Published on 16/02/2026 06:17 PM
A smallcap stock kicked off the week on a strong note, soaring 20 per cent -- its second such surge since May 7.
Many analysts remain upbeat about the auto component maker's scrip with some targets suggesting a further upside over the long term.
Bharat Seats (BHARATSE) shares rocketed 20 per cent to Rs 195.7 apiece in Monday's trade before closing at the same level -- coming within Rs 44 of their all-time high scaled in mid-October last year.
Sandeep Jain, Director at Tradeswift Broking, said the stock looks good fundamentally as well as on the technical charts.
Bharat Seats belongs to the same group as Sharda Motors and NDR Auto Components, with a strong promoter holding, he said, referring to the Rohit Relan Group.
At the end of the December quarter, promoters held a 74.66 stake in the company, including Maruti Suzuki India's 14.81 per cent shareholding.
According to Jain, there are four major fundamental tailwinds for companies operating in or related to the auto space:
Lower tariffs a big positive for auto companies
With the US-India trade deal in place, most analysts are upbeat about auto part export costs, also strengthening the auto space as a whole.
Jain believes that this is one of the major positive triggers for the stock.
Income tax cuts led to higher purchasing power
Income tax relief from Budget 2025 improved disposable income for individual tax assessees, improving their consumer spending on vehicles across segments.
GST 2.0 cuts a major boost
In September last year, the government announced a series of GST rate cuts while also reducing the number of slabs under the indirect tax regime to spur consumption.

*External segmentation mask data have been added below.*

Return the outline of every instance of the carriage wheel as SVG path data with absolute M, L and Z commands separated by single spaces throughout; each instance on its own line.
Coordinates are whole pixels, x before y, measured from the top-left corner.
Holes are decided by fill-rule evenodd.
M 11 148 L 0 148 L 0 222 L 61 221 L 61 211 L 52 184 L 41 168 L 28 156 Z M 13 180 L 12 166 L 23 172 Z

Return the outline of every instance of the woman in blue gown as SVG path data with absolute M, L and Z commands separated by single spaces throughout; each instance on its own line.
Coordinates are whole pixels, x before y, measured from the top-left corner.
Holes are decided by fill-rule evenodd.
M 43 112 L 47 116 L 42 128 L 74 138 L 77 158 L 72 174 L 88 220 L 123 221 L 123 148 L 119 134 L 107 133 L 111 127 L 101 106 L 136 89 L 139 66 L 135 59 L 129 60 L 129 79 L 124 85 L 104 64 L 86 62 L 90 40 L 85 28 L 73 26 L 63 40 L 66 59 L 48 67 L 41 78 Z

Analysts say this is set to underpin demand for the next few years to come while prompting major auto makers to reduce vehicle prices.
Benchmark rate cuts
The auto sector is a rate-sensitive space, as lower borrowing costs.
Citing strong fundamentals, Jain pointed out that Bharat Seats' return on capital employed (RoCE) stands at 15-16 per cent with a three-year profit CAGR of around 40 per cent.
He also said that the company's quarterly performance was good.
The stock also looks technically strong, trading above its 200-day moving average (DMA), he said, adding that it offers a favourable risk reward.
Jain recommends buying the stock around Rs 162 for a target of Rs 210.
His target implies a 28.8 per cent upside from Friday's close.
Here are answers to a few frequently asked questions (FAQs) about this story:
How much did Bharat Seats rise on February 16?
The BHARATSE stock rose 20 per cent, matching an intraday surge last seen in May last year.
How close is the stock to its all-time high?
The stock came within Rs 44 of its record high scaled in mid-October last year.
What is Sandeep Jain’s view on Bharat Seats?
Sandeep Jain remains bullish on the stock, citing strong fundamentals and technical strength.
What is Bharat Seats’ promoter holding?
Promoters held a 74.66 per cent stake in the company as of the December quarter.
What is Maruti Suzuki India’s stake in the company?
Maruti Suzuki India holds a 14.81 per cent share in Bharat Seats.
What are the main tailwinds for the auto sector?
According to Sandeep Jain, US tariff cuts, income tax cuts, GST 2.0 reforms and repo rate cuts are seen as key growth triggers.
What are Bharat Seats’ key financial metrics?
The company has a RoCE of 15-16 per cent and a three-year profit CAGR of around 40 per cent, according to Sandeep Jain.